Coursera’daki QM Computing dersinin logosu, Schrodinger’in Kedisi’ne atfen!
Coursera’daki dersler sadece matematik-fizik-bilgisayar alanında değil, aynı zamanda beşeri ve sosyal bilimler alanında da birçok kurs mevcut.. Bu derslerin ödev sistemi ise biraz daha farklı; ödevleri “peer-grading” dedikleri doğrudan öğrencilerin değerlendikleri kendi dinamikleriyle çalışan bir sistem tasarlamışlar.. Örneğin, kayıt olduğum ve birkaç güne açılacak olan bir başka ders “Fantasy and Science Fiction: The Human Mind, Our Modern World”ün ödevleri bu şekilde değerlendirilecek.

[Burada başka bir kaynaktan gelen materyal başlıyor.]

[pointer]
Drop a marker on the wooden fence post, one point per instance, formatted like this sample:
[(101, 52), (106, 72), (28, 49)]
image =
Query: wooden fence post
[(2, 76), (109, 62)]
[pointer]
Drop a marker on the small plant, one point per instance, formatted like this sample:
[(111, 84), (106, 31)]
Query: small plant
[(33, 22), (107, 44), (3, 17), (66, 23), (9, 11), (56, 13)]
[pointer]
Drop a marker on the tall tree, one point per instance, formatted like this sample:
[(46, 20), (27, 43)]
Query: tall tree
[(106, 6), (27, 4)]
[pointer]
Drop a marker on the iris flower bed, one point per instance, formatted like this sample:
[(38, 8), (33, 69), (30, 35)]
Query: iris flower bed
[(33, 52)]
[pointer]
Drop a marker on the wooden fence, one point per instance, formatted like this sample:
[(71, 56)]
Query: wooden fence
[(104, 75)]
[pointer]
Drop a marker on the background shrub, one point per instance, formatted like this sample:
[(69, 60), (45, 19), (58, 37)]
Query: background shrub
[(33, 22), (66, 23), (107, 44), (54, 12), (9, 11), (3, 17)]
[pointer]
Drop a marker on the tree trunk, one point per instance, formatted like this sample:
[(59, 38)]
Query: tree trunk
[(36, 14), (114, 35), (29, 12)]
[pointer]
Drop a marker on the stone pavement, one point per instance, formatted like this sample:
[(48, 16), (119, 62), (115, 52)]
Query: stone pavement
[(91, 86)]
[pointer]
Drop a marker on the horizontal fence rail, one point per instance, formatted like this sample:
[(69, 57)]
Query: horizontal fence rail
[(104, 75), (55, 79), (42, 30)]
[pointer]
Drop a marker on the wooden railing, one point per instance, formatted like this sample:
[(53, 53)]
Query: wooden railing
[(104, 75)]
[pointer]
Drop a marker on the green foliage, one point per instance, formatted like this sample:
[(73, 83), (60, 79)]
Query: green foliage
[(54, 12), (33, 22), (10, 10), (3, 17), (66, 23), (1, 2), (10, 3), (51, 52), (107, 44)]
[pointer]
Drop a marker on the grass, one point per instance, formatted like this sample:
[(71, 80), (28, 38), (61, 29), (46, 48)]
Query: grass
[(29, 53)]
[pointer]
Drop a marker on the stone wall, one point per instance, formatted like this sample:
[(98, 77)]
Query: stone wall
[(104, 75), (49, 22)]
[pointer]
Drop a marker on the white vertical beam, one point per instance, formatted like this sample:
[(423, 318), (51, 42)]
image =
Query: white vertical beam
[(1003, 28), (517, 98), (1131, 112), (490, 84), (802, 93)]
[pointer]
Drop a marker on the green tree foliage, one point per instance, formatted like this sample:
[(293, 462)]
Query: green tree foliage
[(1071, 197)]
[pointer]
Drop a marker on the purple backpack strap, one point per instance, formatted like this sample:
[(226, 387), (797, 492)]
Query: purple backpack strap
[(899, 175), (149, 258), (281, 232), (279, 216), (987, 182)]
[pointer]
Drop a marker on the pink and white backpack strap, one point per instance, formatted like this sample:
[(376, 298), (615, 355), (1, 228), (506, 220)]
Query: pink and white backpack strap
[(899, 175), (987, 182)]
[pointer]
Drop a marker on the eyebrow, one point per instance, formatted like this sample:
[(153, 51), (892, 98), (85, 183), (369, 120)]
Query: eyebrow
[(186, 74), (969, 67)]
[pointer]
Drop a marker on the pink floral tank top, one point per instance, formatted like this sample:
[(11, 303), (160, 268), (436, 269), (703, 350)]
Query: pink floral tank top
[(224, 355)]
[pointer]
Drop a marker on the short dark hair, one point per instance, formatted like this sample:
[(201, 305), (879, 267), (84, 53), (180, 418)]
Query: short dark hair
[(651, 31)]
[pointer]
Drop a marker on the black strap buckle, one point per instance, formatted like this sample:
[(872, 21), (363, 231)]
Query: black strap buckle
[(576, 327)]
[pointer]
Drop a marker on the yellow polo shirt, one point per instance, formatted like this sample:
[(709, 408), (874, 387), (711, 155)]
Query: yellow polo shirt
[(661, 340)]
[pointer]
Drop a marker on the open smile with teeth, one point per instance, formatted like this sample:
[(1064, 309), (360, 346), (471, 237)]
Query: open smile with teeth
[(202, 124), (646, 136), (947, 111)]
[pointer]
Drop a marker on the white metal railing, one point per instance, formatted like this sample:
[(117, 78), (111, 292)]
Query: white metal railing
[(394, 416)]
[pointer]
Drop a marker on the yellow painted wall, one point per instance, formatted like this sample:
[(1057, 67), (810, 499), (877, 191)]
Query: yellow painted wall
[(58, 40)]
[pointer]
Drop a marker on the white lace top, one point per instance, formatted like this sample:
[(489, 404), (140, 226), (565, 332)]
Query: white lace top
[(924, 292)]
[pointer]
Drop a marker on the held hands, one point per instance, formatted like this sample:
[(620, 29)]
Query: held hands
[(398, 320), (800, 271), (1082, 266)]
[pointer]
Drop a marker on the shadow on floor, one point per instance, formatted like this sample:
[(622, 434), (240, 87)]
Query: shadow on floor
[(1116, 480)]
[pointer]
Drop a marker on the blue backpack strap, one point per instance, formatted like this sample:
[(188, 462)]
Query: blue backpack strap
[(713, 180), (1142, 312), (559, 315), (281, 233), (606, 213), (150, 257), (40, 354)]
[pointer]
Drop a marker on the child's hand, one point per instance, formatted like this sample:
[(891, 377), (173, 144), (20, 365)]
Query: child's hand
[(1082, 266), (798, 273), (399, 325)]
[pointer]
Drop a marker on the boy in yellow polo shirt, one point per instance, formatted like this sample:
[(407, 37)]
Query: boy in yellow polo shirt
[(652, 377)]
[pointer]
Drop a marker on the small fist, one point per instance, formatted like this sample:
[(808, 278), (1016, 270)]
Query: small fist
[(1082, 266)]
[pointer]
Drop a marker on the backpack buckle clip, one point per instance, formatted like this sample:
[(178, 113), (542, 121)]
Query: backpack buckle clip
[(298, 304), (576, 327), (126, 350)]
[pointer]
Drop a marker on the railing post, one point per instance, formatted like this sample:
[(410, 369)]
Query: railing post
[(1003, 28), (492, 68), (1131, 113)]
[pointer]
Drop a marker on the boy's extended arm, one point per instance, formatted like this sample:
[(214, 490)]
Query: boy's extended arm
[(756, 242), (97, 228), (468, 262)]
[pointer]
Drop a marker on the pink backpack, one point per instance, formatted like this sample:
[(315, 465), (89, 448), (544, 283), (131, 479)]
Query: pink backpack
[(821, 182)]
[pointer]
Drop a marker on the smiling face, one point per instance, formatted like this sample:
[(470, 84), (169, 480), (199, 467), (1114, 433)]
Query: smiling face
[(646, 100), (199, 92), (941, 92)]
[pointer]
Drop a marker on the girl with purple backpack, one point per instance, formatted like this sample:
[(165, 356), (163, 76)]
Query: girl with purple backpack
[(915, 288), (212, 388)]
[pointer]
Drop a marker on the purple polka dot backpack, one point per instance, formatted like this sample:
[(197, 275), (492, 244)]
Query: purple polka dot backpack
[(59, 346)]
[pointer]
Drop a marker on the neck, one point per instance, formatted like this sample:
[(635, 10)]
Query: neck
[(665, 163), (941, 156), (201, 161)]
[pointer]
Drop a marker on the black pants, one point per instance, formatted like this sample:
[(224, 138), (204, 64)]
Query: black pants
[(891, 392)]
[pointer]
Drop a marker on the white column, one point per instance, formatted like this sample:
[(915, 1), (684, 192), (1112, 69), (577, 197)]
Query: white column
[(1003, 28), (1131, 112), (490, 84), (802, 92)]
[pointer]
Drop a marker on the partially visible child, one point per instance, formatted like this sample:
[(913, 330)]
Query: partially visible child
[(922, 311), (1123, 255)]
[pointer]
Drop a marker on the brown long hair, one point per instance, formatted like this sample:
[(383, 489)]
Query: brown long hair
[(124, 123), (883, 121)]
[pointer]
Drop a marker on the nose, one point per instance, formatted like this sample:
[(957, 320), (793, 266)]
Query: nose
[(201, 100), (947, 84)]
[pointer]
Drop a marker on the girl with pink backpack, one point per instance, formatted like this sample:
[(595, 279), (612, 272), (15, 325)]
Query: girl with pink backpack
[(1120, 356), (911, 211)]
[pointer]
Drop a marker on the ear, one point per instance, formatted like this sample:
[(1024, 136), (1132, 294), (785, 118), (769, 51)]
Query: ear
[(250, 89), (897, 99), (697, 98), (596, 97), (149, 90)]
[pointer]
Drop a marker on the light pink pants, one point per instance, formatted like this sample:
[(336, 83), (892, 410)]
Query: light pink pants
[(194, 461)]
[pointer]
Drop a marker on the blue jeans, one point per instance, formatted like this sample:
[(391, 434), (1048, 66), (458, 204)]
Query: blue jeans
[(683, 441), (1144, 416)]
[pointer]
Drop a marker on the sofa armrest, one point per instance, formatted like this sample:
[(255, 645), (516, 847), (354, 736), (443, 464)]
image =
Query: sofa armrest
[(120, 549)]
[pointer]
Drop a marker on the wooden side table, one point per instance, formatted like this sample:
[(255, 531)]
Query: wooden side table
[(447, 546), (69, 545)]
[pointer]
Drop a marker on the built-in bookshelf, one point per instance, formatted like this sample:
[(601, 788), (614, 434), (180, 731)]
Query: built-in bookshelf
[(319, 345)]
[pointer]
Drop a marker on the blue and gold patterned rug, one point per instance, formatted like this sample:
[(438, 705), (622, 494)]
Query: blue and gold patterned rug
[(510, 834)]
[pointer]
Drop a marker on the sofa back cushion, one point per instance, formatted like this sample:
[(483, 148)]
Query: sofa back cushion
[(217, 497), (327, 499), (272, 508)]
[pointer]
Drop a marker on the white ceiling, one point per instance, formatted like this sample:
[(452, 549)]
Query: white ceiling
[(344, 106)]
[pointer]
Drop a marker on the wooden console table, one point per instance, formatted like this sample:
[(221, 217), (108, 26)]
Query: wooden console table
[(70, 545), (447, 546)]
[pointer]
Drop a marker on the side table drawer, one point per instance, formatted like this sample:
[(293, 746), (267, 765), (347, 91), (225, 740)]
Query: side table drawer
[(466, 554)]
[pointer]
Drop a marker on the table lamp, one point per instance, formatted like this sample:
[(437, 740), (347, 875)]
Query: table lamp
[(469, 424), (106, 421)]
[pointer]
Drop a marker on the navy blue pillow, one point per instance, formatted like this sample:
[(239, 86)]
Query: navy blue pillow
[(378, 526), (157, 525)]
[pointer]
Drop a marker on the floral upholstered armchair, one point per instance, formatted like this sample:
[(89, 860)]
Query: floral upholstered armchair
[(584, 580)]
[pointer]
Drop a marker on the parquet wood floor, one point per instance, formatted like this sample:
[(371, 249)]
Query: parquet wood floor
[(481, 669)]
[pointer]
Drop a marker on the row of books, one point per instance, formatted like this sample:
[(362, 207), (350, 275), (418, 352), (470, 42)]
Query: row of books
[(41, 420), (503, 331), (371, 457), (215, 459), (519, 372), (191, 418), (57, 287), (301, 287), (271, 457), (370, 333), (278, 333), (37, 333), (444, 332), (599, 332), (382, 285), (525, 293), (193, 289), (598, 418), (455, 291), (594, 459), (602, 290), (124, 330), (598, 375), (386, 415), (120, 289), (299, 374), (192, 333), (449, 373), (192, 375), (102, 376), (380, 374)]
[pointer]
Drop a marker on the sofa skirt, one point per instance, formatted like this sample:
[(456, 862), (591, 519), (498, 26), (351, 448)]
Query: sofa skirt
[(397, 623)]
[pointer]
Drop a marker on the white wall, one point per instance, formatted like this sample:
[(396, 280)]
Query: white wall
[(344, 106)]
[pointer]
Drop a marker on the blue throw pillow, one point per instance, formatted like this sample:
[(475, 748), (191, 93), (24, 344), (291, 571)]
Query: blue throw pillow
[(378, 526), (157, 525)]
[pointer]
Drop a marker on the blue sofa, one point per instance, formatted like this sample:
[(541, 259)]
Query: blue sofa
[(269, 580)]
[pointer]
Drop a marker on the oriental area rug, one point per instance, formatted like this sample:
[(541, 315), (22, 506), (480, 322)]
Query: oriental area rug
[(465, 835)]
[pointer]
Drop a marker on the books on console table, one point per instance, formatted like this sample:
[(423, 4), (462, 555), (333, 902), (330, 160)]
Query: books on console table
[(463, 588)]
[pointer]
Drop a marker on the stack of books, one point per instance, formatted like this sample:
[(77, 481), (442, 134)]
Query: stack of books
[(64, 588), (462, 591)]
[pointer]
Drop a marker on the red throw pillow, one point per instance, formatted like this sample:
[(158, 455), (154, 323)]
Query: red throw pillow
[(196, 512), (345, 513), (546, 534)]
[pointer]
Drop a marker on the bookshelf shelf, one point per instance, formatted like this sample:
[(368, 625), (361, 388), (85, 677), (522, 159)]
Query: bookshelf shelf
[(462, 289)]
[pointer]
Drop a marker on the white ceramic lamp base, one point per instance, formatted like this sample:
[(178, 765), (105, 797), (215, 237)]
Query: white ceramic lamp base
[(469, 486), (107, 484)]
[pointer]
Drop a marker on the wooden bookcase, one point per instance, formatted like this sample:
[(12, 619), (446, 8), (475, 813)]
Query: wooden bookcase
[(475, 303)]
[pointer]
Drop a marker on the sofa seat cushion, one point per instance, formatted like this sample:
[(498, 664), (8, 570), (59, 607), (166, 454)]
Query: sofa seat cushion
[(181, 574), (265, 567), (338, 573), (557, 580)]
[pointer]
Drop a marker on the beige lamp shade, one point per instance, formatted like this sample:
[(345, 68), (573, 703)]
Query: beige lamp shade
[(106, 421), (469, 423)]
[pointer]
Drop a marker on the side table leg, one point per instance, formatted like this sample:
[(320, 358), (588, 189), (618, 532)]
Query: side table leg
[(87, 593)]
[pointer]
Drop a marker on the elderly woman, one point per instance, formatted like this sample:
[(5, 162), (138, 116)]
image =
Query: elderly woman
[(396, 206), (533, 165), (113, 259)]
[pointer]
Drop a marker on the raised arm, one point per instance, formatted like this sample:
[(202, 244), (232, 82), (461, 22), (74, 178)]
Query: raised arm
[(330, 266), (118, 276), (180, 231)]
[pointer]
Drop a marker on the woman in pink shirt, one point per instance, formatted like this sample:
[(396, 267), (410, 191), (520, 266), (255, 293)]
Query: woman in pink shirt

“Online Eğitim”, eğitimi birçok yönden dönüştürme potansiyeline sahip bir kavram.. Bu gibi uygulamalar, eğitim sürecini okuldaki öğretmen-öğrenci ilişkisine gittikçe daha da yakınlaştırıyor ama her zaman arada eksiklikler olacak gibi duruyor. Bu konuda, özellikle son zamanlarda Coursera ve MIT ve Harvard’ın duyurduğu edX gibi online eğitim platformlarının çoğalmasıyla, birçok yerde karşılaştığım eğitimin geleceğine dair “süper-iyimser” öngörülere Rationally Speaking’deki yazıda haklı olarak belirtilen nedenlerle şüpheci olarak yaklaşsam da, kendi eğitimim için fazlasıyla yararlanabileceğim bir kaynağın yaratılmış olmasından da hayli mutluyum!
Sizin herhangi bir online ders deneyiminiz oldu mu? Bu konudaki düşünceleriniz neler?